Marcy and I journeyed up to DukeHealth in Durham on Thursday, for my initial transplant consult with Dr. Mitchell Horwitz.

I was really impressed with Dr. Horwitz as a thoughtful, careful, studious practitioner of the art. He took plenty of time, asked lots of questions, and cheerfully fielded lots of questions from us.

The initial objective was to determine whether I am a good candidate for a bone marrow transplant. The answer is Yes. Aside from my recent pancreatitis episode, I am healthy, without comorbidities like heart disease and diabetes.

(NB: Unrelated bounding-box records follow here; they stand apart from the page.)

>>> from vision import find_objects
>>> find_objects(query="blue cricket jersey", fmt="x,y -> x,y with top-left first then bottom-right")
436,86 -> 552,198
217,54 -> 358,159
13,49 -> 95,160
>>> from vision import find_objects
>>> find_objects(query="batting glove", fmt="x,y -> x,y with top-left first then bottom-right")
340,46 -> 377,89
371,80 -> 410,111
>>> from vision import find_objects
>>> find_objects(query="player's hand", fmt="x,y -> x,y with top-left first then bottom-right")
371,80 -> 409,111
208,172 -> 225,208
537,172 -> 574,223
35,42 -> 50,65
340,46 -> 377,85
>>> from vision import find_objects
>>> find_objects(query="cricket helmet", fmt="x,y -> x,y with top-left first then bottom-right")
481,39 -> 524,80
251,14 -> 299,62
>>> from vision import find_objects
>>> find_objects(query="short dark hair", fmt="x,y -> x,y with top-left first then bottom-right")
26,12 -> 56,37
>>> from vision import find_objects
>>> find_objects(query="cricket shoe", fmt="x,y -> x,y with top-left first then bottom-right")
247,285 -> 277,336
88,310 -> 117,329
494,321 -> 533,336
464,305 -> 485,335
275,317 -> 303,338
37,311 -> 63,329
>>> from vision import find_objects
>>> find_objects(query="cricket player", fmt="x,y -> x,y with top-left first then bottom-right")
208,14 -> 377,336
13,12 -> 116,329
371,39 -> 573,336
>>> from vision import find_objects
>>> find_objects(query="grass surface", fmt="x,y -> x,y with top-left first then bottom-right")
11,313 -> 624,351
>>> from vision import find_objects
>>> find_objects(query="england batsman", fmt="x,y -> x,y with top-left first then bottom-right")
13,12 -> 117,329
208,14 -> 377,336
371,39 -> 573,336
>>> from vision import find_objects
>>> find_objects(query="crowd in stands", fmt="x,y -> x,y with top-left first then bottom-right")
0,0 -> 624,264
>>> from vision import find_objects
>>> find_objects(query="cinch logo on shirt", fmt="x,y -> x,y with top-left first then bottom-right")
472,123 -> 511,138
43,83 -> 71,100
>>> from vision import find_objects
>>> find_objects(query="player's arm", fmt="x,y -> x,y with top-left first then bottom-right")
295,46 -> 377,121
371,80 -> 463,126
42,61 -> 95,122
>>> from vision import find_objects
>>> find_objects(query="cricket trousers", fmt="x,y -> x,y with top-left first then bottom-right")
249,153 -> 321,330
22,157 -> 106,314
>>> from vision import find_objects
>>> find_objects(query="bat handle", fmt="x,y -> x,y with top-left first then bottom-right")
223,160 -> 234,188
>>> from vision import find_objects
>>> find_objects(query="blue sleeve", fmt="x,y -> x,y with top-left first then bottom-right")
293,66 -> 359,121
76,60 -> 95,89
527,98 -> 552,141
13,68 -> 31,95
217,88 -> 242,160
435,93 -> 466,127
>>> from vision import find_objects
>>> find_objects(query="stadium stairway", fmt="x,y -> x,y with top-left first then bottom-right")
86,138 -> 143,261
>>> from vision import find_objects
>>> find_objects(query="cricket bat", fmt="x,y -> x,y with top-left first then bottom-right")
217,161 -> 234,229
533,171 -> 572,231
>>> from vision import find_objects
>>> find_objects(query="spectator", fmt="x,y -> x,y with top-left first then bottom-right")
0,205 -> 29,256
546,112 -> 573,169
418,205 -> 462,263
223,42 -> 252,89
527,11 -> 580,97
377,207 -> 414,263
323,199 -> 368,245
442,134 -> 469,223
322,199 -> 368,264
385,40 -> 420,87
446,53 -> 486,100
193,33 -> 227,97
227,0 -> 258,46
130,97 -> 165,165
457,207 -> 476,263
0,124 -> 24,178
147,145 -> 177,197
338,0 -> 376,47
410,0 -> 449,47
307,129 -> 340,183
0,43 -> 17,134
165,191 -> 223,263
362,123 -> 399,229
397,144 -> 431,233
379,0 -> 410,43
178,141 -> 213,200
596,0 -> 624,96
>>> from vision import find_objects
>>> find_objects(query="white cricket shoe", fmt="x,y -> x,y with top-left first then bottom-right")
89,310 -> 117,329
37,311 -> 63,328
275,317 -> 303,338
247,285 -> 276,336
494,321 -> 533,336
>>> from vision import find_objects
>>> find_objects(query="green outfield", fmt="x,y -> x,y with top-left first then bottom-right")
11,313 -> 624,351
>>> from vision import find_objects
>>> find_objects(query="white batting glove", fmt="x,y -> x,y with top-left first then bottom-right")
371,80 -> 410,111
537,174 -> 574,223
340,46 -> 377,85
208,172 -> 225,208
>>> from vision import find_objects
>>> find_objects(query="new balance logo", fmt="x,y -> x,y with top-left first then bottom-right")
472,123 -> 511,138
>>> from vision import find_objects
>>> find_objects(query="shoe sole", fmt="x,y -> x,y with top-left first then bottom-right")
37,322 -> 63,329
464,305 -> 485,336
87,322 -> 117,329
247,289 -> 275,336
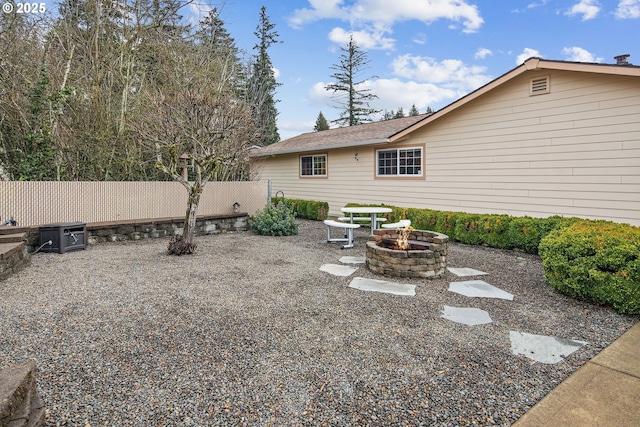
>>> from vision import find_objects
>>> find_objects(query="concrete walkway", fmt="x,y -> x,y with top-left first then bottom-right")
514,322 -> 640,427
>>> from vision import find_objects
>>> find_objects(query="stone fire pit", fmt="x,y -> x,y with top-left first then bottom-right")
366,230 -> 449,278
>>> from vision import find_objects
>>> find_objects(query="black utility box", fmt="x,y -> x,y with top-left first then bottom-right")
40,222 -> 87,254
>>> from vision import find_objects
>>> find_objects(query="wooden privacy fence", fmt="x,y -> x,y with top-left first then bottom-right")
0,181 -> 269,226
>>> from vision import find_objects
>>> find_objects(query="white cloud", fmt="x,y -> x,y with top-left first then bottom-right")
308,79 -> 460,120
289,0 -> 484,49
278,119 -> 320,140
562,46 -> 604,62
616,0 -> 640,19
516,47 -> 542,65
363,79 -> 458,114
329,27 -> 395,50
474,47 -> 493,59
391,55 -> 490,93
565,0 -> 600,21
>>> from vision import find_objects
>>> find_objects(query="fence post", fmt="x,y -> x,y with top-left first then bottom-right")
267,178 -> 271,206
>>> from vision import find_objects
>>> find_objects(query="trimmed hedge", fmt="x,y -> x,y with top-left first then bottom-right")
271,197 -> 329,221
356,203 -> 578,254
539,220 -> 640,314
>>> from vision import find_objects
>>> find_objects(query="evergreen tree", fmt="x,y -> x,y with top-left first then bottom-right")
325,35 -> 380,126
249,6 -> 280,145
313,111 -> 329,132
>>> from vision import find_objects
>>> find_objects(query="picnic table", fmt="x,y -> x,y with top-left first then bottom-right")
340,206 -> 393,235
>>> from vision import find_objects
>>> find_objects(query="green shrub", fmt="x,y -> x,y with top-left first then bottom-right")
249,203 -> 298,236
271,197 -> 329,221
433,211 -> 458,240
480,215 -> 512,249
452,213 -> 483,245
539,220 -> 640,314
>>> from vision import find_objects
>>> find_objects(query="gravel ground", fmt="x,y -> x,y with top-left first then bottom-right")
0,221 -> 638,427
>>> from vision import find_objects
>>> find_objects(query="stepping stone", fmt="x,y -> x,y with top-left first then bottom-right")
320,264 -> 358,277
440,305 -> 493,326
349,277 -> 416,296
509,331 -> 587,365
447,267 -> 489,277
339,256 -> 367,264
449,280 -> 513,301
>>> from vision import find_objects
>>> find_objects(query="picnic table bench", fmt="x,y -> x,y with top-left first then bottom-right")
324,219 -> 360,249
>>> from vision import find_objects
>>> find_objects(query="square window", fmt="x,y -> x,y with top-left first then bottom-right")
376,147 -> 422,176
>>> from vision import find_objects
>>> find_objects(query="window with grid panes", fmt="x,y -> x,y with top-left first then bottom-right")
300,154 -> 327,176
376,147 -> 422,176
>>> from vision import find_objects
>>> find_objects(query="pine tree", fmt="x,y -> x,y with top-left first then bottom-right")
325,36 -> 380,126
313,111 -> 329,132
249,6 -> 280,145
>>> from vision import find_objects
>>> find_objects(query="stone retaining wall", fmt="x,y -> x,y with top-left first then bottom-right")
0,243 -> 31,281
366,230 -> 449,279
0,362 -> 45,427
27,213 -> 249,252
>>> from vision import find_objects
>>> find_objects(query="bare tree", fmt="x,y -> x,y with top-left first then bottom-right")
134,44 -> 260,255
325,35 -> 380,126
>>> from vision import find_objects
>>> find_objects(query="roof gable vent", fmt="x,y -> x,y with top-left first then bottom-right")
529,76 -> 549,95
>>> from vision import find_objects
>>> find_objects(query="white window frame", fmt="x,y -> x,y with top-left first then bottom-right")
376,146 -> 424,178
300,154 -> 328,178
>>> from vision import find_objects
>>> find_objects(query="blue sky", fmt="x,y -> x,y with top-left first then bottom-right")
41,0 -> 640,139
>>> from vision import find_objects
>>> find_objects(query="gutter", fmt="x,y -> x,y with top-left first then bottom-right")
249,138 -> 390,158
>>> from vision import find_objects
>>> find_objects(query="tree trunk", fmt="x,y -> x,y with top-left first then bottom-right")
167,181 -> 203,255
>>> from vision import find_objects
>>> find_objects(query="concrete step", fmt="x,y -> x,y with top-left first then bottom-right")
0,362 -> 45,427
0,225 -> 31,236
0,241 -> 25,259
0,233 -> 27,243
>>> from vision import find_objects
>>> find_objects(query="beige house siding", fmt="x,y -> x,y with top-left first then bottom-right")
254,70 -> 640,225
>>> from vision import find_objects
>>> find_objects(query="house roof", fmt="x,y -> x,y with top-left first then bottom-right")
251,113 -> 431,157
389,57 -> 640,142
251,57 -> 640,157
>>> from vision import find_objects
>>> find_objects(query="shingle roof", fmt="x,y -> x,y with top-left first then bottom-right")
251,57 -> 640,157
251,113 -> 430,157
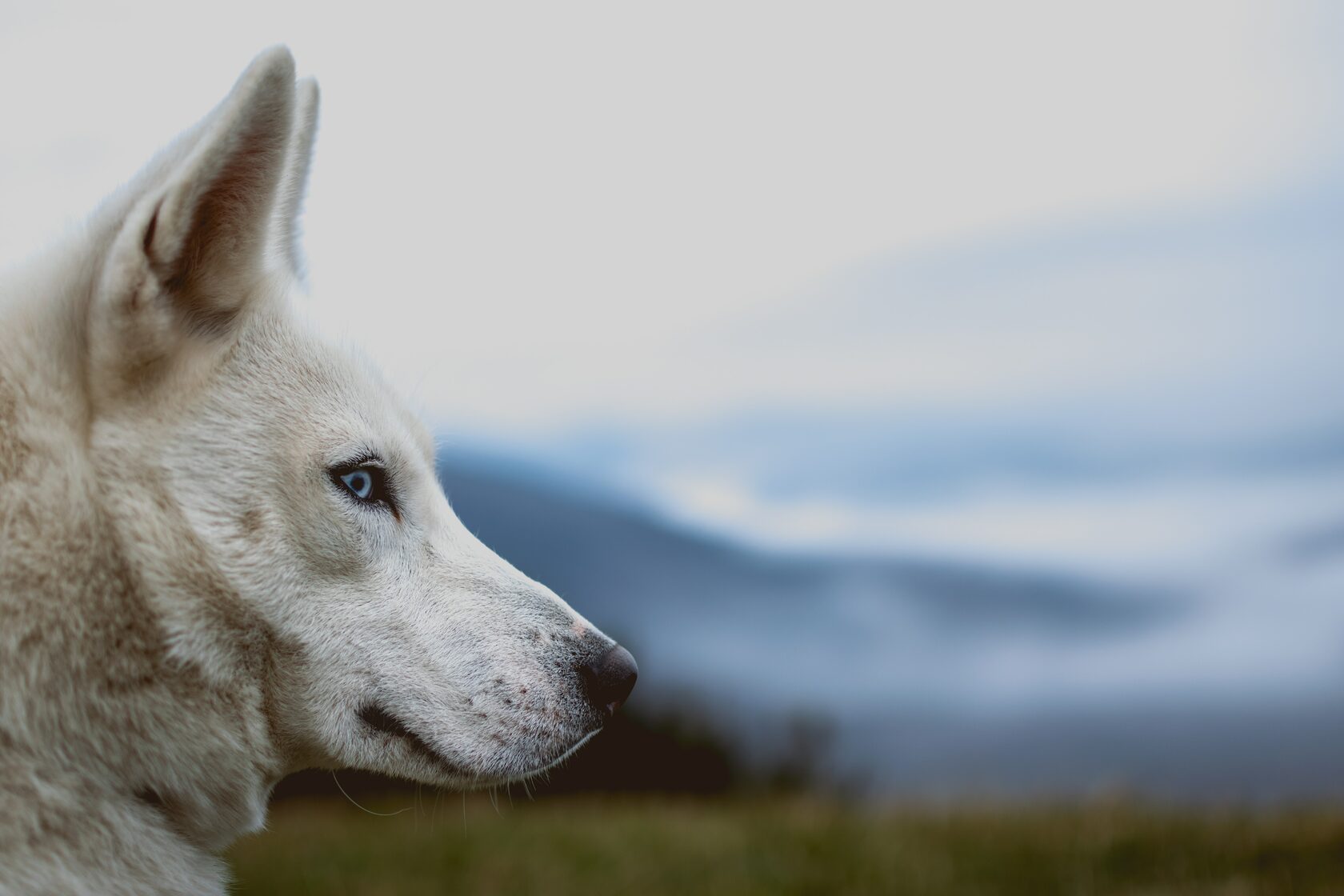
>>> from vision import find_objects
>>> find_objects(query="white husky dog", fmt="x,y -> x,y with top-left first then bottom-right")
0,48 -> 636,894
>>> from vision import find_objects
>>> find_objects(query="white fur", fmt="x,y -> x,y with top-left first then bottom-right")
0,48 -> 611,894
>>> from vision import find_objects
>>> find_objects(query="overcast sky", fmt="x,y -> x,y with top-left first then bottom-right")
0,2 -> 1342,433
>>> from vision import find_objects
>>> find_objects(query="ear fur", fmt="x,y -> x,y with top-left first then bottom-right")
90,47 -> 294,392
270,78 -> 320,287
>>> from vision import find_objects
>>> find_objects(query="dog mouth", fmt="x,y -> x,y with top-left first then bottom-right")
358,704 -> 602,787
359,704 -> 476,781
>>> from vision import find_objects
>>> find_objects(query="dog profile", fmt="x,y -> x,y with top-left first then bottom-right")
0,48 -> 636,894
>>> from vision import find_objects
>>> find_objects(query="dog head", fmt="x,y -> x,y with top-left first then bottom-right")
85,50 -> 636,786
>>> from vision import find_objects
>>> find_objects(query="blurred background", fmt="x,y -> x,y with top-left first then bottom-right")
0,0 -> 1344,892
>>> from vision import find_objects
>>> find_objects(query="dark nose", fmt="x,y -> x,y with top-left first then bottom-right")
579,645 -> 640,714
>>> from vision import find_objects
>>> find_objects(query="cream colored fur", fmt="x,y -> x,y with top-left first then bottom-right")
0,48 -> 626,894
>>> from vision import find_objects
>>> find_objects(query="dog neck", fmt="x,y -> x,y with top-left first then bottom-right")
0,240 -> 283,850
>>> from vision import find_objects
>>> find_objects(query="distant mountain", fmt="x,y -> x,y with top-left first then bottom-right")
439,455 -> 1182,710
439,453 -> 1344,801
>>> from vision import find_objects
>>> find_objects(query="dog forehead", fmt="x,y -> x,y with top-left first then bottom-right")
226,313 -> 434,461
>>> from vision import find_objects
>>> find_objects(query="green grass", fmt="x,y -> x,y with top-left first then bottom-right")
229,794 -> 1344,896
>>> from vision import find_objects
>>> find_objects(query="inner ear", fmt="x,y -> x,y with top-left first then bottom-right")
138,51 -> 294,330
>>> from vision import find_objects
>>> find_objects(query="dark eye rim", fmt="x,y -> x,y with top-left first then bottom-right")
326,455 -> 401,518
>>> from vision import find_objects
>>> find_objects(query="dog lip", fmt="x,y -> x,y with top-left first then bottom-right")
359,702 -> 476,781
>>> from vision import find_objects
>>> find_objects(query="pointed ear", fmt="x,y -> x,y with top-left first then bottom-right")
90,47 -> 294,392
270,78 -> 318,282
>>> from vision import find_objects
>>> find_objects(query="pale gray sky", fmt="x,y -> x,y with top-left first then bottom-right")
0,2 -> 1338,431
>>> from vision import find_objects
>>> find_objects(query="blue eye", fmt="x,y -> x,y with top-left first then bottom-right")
328,459 -> 397,516
340,470 -> 374,501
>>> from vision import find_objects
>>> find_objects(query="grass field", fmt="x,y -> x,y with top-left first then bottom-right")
229,794 -> 1344,896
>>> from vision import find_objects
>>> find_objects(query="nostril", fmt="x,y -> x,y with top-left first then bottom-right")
579,645 -> 640,714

And I gave up all my debilitating vices years ago.

We plan to begin the donor search immediately, with the expectation that it will take 6-8 weeks. Meanwhile, I will continue my monthly cycles of Vidaza in an attempt to drive down the blast count in my marrow. The expectation is that we will move to transplant in about ten weeks or so -- that is, around the end of June or beginning of July.

The transplant-related question that remains is the type of conditioning.

Transplant typically follows one of two paths: fully myeloablative conditioning, in which we will attempt to totally eliminate my blood production system and replace it with a new one; or reduced intensity conditioning, using drugs that are somewhat less toxic and counting on the emerging new immune system from my donor to mop up the remnants of my blood factory.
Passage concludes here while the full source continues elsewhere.